Sure, Chase. I'm going to turn that question over to our chief commercial officer. Hi, Chase. Thank you for the question. That is actually a great parallel. Few things that are very similar and few things that are different. I think with Galzan, it was all open network. It was multiple pharmacies. We actually didn't even have the luxury at the time of collaborating with those pharmacies. So we kind of had to find all those patients and I think we did a very good job, very effective job. And we knew at the time, without any numbers, anything that we inherited from the previous ownership that there was around 200 to 300 patients that were already on Galzan. And I think we already shared before. We are already over those numbers. We are about 300 patients already within the course of a year which obviously was a very effective transition without having any collaboration. I think with Hemangiol the positives there obviously are there were 17 pharmacies but this is also 8,000 patients. It's a big, much bigger existing base of active patients and basically pulling them from some local small pharmacies, some big pharmacies like Walgreens. So we've been working very hard for the past 60 days between our sales team putting transition agreements with some of those pharmacies as well as no our specialty pharmacy, pulling those transfers through which has been very good 60, almost 60% of that 8,000 base. We were able to actually put some sort of a collaboration with the former pharmacies to agree to transfer the patients so that we've been very good. But at the same time it's a much bigger volume of patients to serve and make sure that there's continuity of care. Nobody's behind without their drug. It's a much shorter course of therapy. That's another important distinction with Galatin. Obviously it's a lifetime chronic therapy. So we still are finding those patients who were on Galzin but also converting from, from patients who were never Benam Gals and on the competitive over the counter non Rx therapy. So that's the goal right now that conversion. But with Hemangiol it's the time is of essence because we need to get those 8,000 patients into our system, serve them without any disruption. But also it's a six month therapy window so we need to start acquiring new patients as well. Helpful color.

Chase Knickerbocker

Thank you. And then maybe just last for me, James, one last question for you here. Just as we think about the magnitude of the amount of OUS revenue for Increlux in the quarter, if you could share that and then just what the associated cogs was of that and certainly wish you all the best in your, in your, in your next endeavors and it's been a pleasure working with you.

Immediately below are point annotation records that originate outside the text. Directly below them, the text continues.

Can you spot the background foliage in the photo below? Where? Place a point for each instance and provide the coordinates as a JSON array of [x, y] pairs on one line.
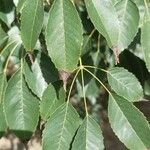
[[68, 67]]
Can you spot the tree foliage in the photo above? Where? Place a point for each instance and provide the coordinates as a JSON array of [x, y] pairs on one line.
[[87, 44]]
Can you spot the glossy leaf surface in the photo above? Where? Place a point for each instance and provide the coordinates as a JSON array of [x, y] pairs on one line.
[[60, 128], [64, 35], [125, 119], [125, 84], [89, 136], [20, 106], [31, 23], [3, 125], [52, 98]]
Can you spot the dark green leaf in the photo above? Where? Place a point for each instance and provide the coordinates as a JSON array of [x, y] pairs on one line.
[[128, 123], [51, 101], [3, 83], [64, 35], [20, 106], [89, 136], [31, 23], [121, 31], [7, 11], [145, 29], [125, 84], [39, 73], [60, 128]]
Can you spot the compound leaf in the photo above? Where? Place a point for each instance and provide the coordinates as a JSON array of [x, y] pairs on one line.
[[125, 84], [31, 23], [145, 29], [60, 128], [3, 83], [89, 136], [123, 17], [64, 35], [51, 100], [128, 123], [20, 106]]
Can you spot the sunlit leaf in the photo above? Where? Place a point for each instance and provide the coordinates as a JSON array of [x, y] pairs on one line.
[[52, 98], [60, 128], [20, 106], [125, 84], [31, 23], [89, 136], [64, 35], [128, 123]]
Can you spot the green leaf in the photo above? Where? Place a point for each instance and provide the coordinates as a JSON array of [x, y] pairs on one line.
[[102, 13], [51, 100], [121, 31], [128, 123], [20, 5], [3, 36], [141, 6], [145, 29], [89, 136], [60, 128], [64, 35], [20, 106], [39, 73], [3, 125], [31, 23], [7, 14], [128, 17], [6, 53], [125, 84]]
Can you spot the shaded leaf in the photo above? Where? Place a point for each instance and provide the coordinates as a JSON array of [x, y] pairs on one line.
[[20, 106], [141, 6], [125, 84], [6, 53], [102, 13], [3, 125], [3, 36], [64, 35], [7, 11], [39, 73], [145, 29], [31, 23], [128, 17], [20, 5], [128, 123], [60, 128], [89, 136], [51, 101], [121, 32]]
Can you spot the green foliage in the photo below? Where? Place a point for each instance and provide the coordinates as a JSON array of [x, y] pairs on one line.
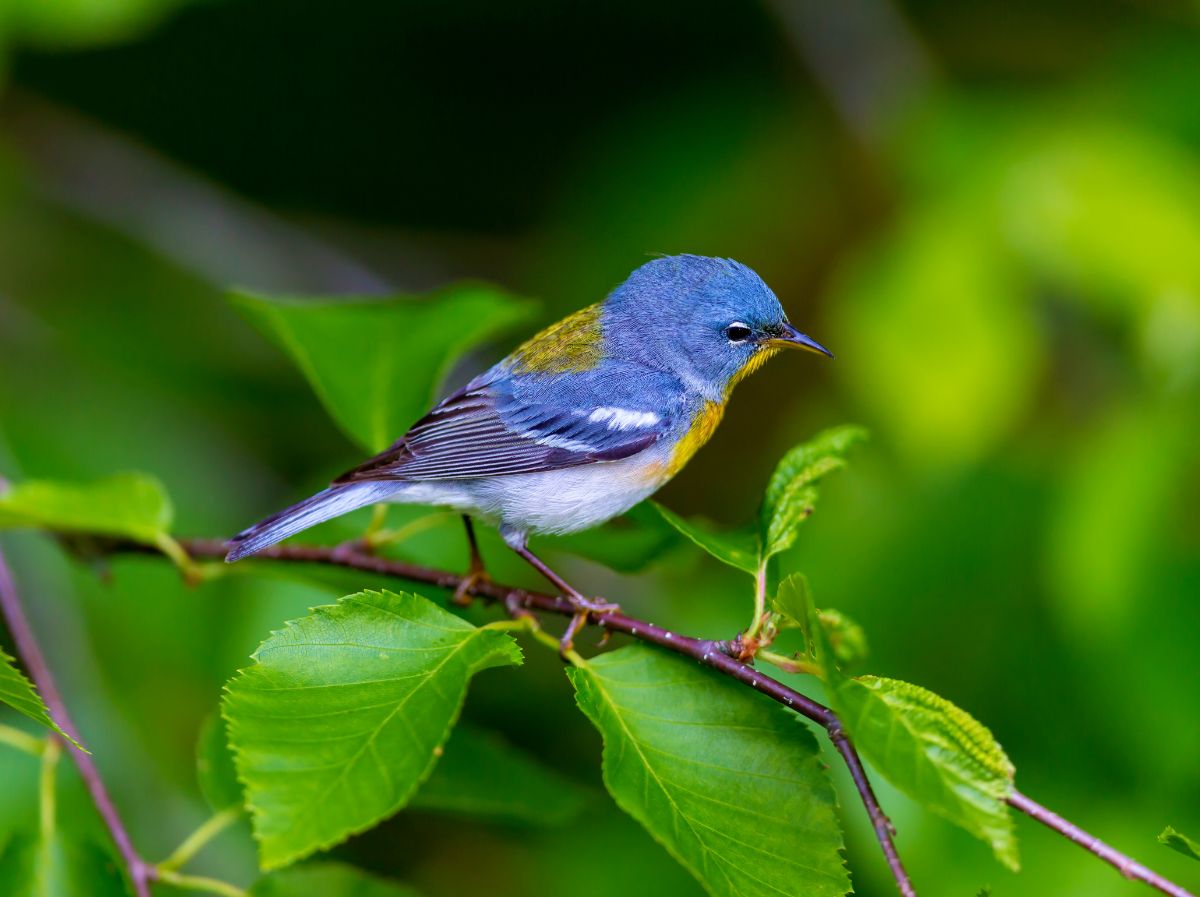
[[791, 494], [1180, 842], [343, 715], [126, 505], [934, 752], [931, 750], [327, 879], [792, 602], [18, 692], [483, 777], [790, 498], [57, 865], [727, 782], [214, 766], [738, 548], [377, 366]]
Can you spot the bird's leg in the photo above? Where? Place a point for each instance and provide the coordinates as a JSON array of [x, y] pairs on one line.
[[477, 572], [516, 541]]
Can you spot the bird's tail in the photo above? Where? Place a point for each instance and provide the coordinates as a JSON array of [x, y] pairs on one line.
[[325, 505]]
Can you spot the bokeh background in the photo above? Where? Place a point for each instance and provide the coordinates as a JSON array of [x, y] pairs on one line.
[[989, 211]]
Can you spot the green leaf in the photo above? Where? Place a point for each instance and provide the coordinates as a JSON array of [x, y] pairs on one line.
[[793, 601], [483, 776], [127, 506], [377, 365], [791, 494], [35, 865], [327, 879], [18, 692], [845, 637], [214, 766], [935, 752], [737, 548], [727, 782], [1181, 842], [343, 715]]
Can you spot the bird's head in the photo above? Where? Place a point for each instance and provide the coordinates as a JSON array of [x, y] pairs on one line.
[[711, 321]]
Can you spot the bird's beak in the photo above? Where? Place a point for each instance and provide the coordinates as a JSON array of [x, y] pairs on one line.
[[785, 336]]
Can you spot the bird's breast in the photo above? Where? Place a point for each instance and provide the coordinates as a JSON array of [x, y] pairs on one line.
[[699, 432]]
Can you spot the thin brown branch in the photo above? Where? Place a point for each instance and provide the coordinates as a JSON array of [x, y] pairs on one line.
[[708, 652], [1125, 865], [30, 652]]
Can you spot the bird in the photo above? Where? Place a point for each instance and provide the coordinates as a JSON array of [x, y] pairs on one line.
[[581, 422]]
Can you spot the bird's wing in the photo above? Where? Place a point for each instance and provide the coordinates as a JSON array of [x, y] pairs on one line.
[[489, 431]]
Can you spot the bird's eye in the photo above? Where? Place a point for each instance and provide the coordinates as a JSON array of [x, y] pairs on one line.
[[738, 332]]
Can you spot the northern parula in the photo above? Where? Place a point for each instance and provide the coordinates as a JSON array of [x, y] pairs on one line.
[[582, 421]]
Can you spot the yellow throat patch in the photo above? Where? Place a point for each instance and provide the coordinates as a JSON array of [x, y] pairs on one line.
[[702, 427], [570, 347]]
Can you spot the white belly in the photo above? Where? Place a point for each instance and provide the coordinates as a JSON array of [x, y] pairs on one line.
[[551, 501]]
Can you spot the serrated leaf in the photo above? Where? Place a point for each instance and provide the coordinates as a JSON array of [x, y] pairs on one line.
[[377, 365], [215, 771], [792, 601], [35, 865], [483, 776], [729, 783], [1180, 842], [19, 693], [343, 712], [791, 494], [327, 879], [737, 548], [935, 752], [126, 505], [845, 637]]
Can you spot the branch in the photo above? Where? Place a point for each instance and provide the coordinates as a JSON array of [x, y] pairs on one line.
[[711, 654], [1126, 866], [30, 652], [708, 652]]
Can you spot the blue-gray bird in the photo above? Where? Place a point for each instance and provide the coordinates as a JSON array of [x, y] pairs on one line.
[[582, 421]]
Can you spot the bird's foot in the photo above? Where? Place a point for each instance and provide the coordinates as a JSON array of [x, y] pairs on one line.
[[583, 609]]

James Gruber (Chief Financial Officer)

Likewise. Thanks, Chase. So we have as far as the, the diluted margin profile on our X US increlix revenue it's about 2 to 1. So $2 of COGS to $1 of revenue and it was low single digit millions in Q1. We should have maybe a handful of similar orders. I think previously we have estimated annual ex US increlix revenue of 2 to 3 million. And that's still the estimate for 2026.

Chase Knickerbocker

Thank you.

OPERATOR

Thank you. This concludes the question and answer session. Thank you for your participation in today's conference. You may now disconnect.

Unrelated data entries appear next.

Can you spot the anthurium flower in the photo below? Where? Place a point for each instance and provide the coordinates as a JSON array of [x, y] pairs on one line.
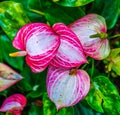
[[70, 53], [39, 43], [14, 104], [91, 31], [67, 87], [8, 77]]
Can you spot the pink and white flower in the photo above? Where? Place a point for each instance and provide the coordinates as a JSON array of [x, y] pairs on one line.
[[92, 24], [39, 43], [70, 53], [14, 104], [8, 77], [66, 88]]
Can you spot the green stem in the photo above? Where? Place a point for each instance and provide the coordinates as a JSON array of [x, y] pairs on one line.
[[38, 12]]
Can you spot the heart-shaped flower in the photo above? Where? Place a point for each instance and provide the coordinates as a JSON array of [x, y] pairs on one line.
[[39, 43], [89, 29], [14, 104], [8, 77], [70, 53], [67, 87]]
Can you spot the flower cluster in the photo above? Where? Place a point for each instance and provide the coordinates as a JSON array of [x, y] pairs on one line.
[[64, 49]]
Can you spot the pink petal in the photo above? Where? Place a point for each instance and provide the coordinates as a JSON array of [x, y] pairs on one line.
[[65, 89], [8, 77], [40, 42], [70, 53], [89, 25], [14, 104]]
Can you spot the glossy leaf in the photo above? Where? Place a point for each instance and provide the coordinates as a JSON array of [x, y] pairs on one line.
[[72, 3], [103, 96], [14, 104], [67, 87], [35, 110], [6, 48], [81, 109], [70, 52], [12, 17], [90, 25], [8, 77], [65, 15], [109, 10], [49, 108], [40, 43]]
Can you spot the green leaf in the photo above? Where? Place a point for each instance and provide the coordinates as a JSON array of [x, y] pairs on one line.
[[65, 15], [72, 3], [80, 109], [12, 17], [49, 108], [6, 48], [103, 96], [113, 61], [109, 10], [35, 110]]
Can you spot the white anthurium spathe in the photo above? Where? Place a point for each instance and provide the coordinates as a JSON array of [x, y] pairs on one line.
[[91, 31], [67, 87]]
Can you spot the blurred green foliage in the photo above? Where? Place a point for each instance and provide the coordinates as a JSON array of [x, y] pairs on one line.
[[103, 97]]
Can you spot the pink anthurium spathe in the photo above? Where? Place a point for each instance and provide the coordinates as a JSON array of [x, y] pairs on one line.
[[39, 43], [70, 53], [8, 77], [91, 31], [67, 87], [14, 104]]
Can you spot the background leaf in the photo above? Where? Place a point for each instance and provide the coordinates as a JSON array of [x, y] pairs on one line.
[[6, 48], [72, 3], [65, 15], [102, 96], [12, 17], [50, 109], [109, 10]]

Disclaimer: This transcript is provided for informational purposes only. While we strive for accuracy, there may be errors or omissions in this automated transcription. For official company statements and financial information, please refer to the company's SEC filings and official press releases. Corporate participants' and analysts' statements reflect their views as of the date of this call and are subject to change without notice.